Sailboat on Sturgeon Bay, Wisconsin

A sailboat on Sturgeon Bay beside where we played pickle ball. We were having so much fun, we forgot to take a group picture!

Sara gave a well-presented, insightful talk on revising like an editor. No one could walk away without at least one (but likely many) new tactics to try when they get to that stage. I thoroughly enjoyed both her talk and getting to know her. She’s a delight.

photo shows a group listening to Sara Schonfeld, editor at HarperCollins imprint Katherine Tegen Books

Sara Schonfeld of Katherine Tegen Books and Deb Buschman, leader of SCBWI-Wisconsin

Sara Schonfeld of Katherine Tegen Books and Deb Buschman, leader of SCBWI-Wisconsin (photo courtesy of author Sandy Brehl)

Here are a few more photos of the luncheon. Special thanks to Deb Buschman and all SCBWI volunteers for putting on an outstanding event.

photo shows authors Silvia Acevedo, Amanda Zieba, and Christy Wopat

photo shows authors Pat Zietlow Miller and Kate Penndorf

photo shows attendees at the SCBWI-Wisconsin Fall Luncheon

The previous three photos are courtesy of author Sandy Brehl

photo shows Sturgeon Bay, Wisconsin, during the autumn of 2022

photo shows Sturgeon Bay, Wisconsin, fall of 2022

Just outside the ballroom, the view of Sturgeon Bay

If you’re thinking that your creative endeavors could use a change a scenery, you may be right. I recommend giving it a try. I’m so grateful I did. 🙂

 

 

WWA Anthology is out!

Image shows cover of the book "Wisconsin Writers Anthology 2022."I just added another title to the Books page of this website, and I’m thrilled that it contains my first published horror short story. Creepy short stories are definitely my bag. I love reading them. I love writing them. And I’m thrilled that my short story won an Honorable Mention in the Wisconsin Writers Association’s Jade Ring Contest and publication in its anthology.

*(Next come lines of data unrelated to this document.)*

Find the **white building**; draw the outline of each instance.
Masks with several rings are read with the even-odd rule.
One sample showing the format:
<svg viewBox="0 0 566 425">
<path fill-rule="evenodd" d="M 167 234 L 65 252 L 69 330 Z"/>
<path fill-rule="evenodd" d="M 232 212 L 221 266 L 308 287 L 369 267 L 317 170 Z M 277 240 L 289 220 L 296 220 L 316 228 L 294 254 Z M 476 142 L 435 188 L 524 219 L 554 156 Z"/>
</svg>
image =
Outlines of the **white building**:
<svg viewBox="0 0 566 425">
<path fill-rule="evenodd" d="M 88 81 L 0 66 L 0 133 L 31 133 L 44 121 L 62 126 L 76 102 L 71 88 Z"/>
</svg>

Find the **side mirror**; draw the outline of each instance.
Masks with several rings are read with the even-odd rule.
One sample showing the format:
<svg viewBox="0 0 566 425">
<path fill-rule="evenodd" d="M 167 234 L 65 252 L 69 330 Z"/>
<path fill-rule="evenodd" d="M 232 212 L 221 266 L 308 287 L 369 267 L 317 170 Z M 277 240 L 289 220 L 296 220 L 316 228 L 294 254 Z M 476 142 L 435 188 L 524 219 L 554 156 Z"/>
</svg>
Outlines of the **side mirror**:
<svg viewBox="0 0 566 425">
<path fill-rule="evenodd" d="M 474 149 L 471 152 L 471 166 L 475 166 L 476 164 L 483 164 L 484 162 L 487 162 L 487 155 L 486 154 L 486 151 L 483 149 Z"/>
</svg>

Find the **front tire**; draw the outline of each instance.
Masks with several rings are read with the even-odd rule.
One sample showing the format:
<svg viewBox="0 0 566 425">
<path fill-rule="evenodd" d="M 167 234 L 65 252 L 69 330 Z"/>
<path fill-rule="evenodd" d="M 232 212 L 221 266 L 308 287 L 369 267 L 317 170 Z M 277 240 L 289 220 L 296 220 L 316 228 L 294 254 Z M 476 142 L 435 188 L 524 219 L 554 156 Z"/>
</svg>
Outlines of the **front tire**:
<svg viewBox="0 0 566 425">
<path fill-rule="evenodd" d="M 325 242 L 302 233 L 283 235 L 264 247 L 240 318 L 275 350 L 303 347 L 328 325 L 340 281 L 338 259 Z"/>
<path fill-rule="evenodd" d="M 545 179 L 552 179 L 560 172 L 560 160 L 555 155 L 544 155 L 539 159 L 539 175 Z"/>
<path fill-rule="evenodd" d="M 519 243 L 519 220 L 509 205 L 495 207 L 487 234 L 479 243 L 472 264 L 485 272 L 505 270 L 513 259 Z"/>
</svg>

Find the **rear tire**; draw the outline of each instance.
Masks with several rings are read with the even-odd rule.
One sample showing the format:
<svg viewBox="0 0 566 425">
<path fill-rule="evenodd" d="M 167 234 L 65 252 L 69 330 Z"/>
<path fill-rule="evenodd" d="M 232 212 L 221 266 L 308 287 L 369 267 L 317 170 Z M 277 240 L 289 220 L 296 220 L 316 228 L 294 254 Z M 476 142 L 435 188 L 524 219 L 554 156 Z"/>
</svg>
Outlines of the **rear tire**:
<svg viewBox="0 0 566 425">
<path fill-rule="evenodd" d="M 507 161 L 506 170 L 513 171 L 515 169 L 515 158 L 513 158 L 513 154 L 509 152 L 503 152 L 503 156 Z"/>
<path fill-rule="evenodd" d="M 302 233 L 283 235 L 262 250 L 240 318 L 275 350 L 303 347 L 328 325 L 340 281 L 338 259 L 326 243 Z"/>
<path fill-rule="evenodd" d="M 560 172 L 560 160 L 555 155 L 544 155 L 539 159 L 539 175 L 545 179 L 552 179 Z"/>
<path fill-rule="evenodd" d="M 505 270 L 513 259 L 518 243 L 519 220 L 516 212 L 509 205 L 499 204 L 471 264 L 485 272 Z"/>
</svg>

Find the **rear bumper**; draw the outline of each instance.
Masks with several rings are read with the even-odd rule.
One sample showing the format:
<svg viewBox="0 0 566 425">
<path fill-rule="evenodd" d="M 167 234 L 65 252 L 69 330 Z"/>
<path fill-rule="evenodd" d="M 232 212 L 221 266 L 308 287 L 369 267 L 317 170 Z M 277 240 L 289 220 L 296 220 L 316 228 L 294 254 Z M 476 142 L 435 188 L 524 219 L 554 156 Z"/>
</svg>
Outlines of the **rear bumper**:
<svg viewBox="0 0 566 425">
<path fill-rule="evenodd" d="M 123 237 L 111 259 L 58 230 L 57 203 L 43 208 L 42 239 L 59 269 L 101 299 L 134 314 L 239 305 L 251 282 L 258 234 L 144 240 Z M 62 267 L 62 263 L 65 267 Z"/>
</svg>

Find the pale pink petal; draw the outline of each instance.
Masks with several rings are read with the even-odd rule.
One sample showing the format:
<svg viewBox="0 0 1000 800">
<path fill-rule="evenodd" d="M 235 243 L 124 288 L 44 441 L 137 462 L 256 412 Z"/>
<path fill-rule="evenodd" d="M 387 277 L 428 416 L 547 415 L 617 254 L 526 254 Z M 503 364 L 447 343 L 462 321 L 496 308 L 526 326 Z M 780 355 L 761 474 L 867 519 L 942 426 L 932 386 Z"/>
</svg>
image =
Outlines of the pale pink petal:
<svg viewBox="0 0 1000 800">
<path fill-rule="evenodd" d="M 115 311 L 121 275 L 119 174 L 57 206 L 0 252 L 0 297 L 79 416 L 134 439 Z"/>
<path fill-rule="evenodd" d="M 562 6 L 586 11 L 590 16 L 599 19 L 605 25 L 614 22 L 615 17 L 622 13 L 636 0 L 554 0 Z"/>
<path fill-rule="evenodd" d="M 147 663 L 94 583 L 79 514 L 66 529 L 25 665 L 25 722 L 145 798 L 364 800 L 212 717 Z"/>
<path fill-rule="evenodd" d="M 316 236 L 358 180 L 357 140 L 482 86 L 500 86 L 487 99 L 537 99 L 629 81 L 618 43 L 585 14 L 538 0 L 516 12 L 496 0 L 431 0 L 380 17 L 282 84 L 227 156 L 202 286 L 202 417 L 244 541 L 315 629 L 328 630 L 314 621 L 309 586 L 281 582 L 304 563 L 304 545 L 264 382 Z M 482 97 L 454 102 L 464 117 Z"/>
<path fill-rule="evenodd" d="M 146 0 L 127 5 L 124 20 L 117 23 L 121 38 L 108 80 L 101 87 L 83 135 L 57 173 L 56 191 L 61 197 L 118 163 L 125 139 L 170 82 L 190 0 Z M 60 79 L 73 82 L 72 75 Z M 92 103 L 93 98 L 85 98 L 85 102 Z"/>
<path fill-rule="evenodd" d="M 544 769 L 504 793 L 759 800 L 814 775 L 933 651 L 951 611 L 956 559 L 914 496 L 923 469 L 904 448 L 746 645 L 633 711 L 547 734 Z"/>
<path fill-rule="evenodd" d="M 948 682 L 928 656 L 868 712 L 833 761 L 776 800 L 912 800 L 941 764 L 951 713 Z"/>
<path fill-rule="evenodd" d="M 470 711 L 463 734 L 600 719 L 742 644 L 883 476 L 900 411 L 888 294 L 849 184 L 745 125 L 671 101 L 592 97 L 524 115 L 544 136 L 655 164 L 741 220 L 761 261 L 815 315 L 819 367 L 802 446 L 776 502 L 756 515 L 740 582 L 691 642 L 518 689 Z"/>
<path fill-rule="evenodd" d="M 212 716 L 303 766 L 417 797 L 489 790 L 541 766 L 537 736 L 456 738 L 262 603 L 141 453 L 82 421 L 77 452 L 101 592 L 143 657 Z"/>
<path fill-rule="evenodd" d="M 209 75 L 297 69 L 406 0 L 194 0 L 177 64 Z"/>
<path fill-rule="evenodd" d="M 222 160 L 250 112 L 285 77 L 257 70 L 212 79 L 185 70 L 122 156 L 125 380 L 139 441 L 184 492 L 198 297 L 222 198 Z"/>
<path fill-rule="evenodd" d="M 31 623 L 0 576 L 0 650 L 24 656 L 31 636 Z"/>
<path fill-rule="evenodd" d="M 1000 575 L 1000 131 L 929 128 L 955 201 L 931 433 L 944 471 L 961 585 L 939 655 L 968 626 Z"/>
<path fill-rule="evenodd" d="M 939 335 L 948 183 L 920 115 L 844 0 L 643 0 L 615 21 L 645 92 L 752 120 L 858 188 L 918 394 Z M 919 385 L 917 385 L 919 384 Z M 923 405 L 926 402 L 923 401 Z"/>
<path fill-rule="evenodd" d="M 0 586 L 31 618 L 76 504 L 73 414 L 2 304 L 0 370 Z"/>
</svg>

This paperback is just $6.99 as of the date of this writing. That’s a bargain for 113 pages of original writing by Wisconsin creators, so order your copy here and support WWA and local authors!

 

*This post contains affiliate links, meaning I get a few cents if you order through that link, at no charge to you.

What I’m reading – Other Terrors and Less is Lost

It’s fall, and, while I typically try to hunker down and get writing again when the colder winds start to blow, I’m still heavily reading, so here’s what I’m enjoying (with $affiliate links).

Image shows covers of the books LESS IS LOST and OTHER HORRORS

OTHER TERRORS; AN INCLUSIVE ANTHOLOGY. This is a collection of creepy tales from critically acclaimed, diverse authors with a broad spectrum of diverse and contemporary characters. These wonderfully inclusive and modern tales are not only riveting but also manage give a reader creepy crawly chills. Whooeee, some of these stories really strike a nerve, and others will leave you seeing circumstances in a whole new light. I especially loved the story Waste Not by Alma Katsu because, ooh, what a line it crosses; also, Idiot Girls by Jennifer McMahon and The Turning by Hailey Piper. Shivers and shakes. Highly recommended.

LESS IS LOST by Pulitzer Prize winning author Andrew Sean Greer. Its prequel, LESS, had me in stitches when I first read it in 2018, and I gave it five stars on Goodreads. I just reread it, and it still hilariously holds up. It’s the story of a struggling novelist who receives an invitation to his former lover’s wedding, and, rather than go, decides to accept every harebrained literary invitation he’s received, from places around the world, to escape. I’m only a few pages in to the sequel, and I can’t wait to see where Less takes us next.